The Proposed Solution: A Multimodal Fusion based Market Forecaster
So, here’s my vision: a multimodal fusion forecasting architecture that ingests all kinds and modalities of financial data simultaneously to build a unified understanding of market’s state, dynamics and trajectory to provide probabilistic forecasts across varying time horizons.
Conclusion
I'm confident that a model built on this architecture would outperform a human analyst or a specialized, single-purpose algorithm. It would make decisions based on a more complete and holistically processed set of information than anything that has come before. I also admit that it’s extremely difficult and expensive to build with massive data, compute and engineering demands, and could potentially face regulatory obstacles. Then there’s the challenge of reflexivity: models that forecast may, if broadly deployed, invalidate themselves.

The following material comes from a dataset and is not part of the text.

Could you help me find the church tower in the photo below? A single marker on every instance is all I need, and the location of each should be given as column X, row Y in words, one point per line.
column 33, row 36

With so much of the AI world currently focused on the grand challenge of Artificial General/Super Intelligence (AGI/ASI), it's unlikely that major labs like Google or OpenAI would pivot to such a specialized, high-risk financial project. This leaves the field open to a few specific players. A data behemoth like Bloomberg, which sits on a large proprietary dataset, is one obvious candidate. Another is a well-funded, AI-native quantitative hedge fund like High Flyer (which owns DeepSeek). They might have the resources, the incentive, and the right kind of DNA.
Smaller, more constrained versions could probably be built today to prove the concept. One could start by focusing on a single asset class, like FX or a specific sector of the stock market. But ultimately, I believe a comprehensive, all-encompassing fusion model is the only path to obtain the holy grail of market forecasting.
Psychohistory may still be science fiction, but with multimodal fusion, a market forecaster is closer to become real.
Great read! Market timing is so challenging because, unlike physics, it depends on human behavior.
As Newton said, "I can calculate the motion of heavenly bodies, but not the madness of people."
And as Feynman joked, "Imagine how much harder physics would be if electrons had feelings!"